One look at the ACC’s bowl lineup this year, and it seems as if there could be upsets left and right. Virginia Tech over No. 17 UCLA? Sure, why not. (The offense, that’s why.) Cincy over Carolina? Hey, don’t joke, the Tar Heels have lost their past three bowl games to former Big East teams. For the purposes of this post, though, we decided to limit the upset potential to three games, each featuring a ranked opponent we think can be taken down. A reminder that these are NOT predictions: Instead, they’re a ranking of the three favored opponents we think are most likely to topple this bowl season:
1. Miami vs. No. 18 Louisville, Russell Athletic Bowl: When Miami quarterback Stephen Morris is healthy, he has the potential to be one of the best in the country. He’s going to have to be to beat Louisville, which is second in the nation in total defense. Still, the Canes will have arguably the best offense Louisville has seen all season, playing in a watered-down American Athletic Conference. If Miami can beat the Louisville secondary with some deep balls, it stands a chance. Miami will also be playing in its home state, and there are plenty of alumni within driving distance to Orlando. The Canes are 9-1-1 in the series against Louisville, and will be playing to prove that they are the superior program as the Cardinals are set to enter the ACC next season and will play Miami again in 2014.

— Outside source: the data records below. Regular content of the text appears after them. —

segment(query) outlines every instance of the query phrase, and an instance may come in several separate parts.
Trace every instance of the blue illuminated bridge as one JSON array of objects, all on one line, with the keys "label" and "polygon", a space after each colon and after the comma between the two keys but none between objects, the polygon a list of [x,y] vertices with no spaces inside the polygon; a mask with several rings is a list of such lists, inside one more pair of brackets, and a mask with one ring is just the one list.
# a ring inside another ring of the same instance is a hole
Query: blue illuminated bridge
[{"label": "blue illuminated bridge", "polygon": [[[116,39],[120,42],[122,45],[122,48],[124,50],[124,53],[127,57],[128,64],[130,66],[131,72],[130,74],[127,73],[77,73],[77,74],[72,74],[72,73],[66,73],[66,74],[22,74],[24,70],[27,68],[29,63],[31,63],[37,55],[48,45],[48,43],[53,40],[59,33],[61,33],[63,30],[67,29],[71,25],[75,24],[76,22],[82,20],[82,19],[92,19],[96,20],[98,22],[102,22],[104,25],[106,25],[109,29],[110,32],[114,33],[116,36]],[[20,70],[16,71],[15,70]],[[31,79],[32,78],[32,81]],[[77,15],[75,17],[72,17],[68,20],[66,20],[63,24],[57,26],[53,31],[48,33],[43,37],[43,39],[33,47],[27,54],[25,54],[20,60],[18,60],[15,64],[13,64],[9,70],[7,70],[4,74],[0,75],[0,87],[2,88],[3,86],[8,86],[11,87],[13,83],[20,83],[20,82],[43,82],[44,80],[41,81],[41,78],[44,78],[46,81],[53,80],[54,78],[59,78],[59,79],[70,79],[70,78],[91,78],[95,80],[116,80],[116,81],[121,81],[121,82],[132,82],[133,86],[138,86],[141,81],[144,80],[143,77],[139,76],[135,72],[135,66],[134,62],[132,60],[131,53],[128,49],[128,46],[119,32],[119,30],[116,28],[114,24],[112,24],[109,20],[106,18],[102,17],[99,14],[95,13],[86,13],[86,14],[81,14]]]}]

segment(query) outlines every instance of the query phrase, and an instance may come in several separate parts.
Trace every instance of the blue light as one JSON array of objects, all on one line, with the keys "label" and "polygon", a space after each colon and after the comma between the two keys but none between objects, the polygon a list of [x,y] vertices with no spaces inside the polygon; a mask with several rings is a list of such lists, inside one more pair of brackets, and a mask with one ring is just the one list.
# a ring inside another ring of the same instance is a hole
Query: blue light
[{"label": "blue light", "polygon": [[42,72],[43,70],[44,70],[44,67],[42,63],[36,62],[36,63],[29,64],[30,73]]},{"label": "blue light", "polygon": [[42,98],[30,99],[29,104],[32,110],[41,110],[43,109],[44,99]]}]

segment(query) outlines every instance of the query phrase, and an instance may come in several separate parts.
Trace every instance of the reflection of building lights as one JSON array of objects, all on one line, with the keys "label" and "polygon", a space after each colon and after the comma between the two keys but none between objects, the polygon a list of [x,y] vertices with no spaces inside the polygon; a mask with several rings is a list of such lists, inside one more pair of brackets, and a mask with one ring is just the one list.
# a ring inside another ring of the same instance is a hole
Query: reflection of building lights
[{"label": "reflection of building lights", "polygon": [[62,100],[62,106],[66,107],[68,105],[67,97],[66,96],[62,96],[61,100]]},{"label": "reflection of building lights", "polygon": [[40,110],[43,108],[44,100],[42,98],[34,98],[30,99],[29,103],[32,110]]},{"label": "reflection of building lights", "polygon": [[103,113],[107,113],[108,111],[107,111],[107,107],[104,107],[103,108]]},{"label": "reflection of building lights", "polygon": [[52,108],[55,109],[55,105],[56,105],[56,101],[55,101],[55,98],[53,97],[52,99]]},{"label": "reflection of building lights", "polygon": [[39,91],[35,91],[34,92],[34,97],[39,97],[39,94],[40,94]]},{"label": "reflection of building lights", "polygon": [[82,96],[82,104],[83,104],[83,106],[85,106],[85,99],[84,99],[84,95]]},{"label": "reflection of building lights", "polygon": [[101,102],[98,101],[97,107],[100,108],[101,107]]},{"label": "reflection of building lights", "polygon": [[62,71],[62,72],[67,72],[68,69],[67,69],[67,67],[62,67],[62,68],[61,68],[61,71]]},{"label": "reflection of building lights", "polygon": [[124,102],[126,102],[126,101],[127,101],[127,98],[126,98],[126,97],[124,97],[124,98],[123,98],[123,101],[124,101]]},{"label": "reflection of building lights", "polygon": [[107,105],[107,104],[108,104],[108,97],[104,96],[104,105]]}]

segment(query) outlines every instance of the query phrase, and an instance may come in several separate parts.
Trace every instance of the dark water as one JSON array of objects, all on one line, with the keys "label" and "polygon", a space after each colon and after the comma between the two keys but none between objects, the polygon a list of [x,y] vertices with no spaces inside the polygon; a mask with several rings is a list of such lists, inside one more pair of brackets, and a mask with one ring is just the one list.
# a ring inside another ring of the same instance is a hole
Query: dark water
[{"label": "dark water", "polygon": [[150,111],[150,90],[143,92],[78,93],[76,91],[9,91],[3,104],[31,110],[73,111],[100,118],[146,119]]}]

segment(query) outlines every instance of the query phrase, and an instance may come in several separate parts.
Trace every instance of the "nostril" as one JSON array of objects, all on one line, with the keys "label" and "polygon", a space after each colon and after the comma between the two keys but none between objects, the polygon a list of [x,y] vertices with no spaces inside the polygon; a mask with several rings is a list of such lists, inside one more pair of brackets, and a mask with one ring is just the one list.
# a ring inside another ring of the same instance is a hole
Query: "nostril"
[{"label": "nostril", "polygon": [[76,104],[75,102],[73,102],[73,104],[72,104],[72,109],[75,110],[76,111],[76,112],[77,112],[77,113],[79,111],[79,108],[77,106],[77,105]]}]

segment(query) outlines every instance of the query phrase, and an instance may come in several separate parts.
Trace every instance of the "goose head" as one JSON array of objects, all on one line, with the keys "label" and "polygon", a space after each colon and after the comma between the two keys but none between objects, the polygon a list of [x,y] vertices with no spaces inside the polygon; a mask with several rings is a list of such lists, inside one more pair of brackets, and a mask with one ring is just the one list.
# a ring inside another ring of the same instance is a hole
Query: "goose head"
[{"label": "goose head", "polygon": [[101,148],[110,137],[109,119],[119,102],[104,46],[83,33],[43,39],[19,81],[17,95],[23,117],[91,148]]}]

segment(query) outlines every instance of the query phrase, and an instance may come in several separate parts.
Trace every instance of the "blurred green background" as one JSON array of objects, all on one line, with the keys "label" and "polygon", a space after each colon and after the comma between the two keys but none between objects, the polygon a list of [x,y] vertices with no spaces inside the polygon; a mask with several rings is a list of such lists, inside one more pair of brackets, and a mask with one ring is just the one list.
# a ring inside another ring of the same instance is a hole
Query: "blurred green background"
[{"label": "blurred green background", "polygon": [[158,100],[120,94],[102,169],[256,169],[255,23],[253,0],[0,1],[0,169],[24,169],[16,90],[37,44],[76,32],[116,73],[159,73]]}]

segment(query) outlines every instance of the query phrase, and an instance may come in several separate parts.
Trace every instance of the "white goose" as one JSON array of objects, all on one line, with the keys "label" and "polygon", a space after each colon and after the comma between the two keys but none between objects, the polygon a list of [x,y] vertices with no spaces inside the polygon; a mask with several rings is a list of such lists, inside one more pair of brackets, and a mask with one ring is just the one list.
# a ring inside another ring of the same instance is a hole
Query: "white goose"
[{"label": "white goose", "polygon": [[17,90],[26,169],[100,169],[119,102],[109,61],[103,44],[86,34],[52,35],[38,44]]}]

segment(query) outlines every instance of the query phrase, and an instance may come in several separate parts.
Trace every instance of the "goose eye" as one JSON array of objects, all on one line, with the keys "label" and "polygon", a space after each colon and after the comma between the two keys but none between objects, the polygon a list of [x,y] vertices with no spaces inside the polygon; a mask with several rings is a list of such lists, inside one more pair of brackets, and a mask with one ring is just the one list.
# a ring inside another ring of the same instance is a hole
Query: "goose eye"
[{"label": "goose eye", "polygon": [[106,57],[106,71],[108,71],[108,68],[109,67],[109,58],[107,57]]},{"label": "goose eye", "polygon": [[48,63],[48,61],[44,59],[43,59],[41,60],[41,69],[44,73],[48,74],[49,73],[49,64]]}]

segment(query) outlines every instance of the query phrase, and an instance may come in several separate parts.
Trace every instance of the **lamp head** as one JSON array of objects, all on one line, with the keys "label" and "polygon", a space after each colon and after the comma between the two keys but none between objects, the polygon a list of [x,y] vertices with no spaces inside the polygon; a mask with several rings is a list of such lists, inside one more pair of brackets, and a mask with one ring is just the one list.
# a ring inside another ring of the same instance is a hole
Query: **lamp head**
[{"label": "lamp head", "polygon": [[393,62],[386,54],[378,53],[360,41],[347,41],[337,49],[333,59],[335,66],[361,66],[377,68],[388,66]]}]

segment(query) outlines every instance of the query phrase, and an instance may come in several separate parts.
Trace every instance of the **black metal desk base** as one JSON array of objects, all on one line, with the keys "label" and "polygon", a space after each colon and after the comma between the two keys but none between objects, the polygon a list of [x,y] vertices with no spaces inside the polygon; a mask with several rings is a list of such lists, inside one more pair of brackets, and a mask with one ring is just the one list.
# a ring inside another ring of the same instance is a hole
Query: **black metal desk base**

2. No. 12 Clemson vs. No. 7 Ohio State, Discover Orange Bowl: There’s no way Clemson turns it over six times again, right? There’s no way the Tigers flop like they did the last time they were in the Orange Bowl, a performance so embarrassing we’ll spare them rehashing it here. One thing is for sure: Clemson’s defense will have to play better than it did that day, but the Tigers are also a much better defense in Year 2 under Brent Venables. They’ll be challenged by Ohio State quarterback Braxton Miller and running back Carlos Hyde, who have both rushed for more than 1,000 yards and have given defenses headaches with the zone-option. Clemson now has Michigan State’s performance as a blueprint, though, for the defense. In order for Clemson to have a chance, it simply can’t give Ohio State freebies like it did South Carolina. The turnovers, coupled with the intangible of redemption, could be the difference in this game. In what will be the final performance of Clemson quarterback Tajh Boyd, he and his receivers should have the edge against a young, average Ohio State secondary.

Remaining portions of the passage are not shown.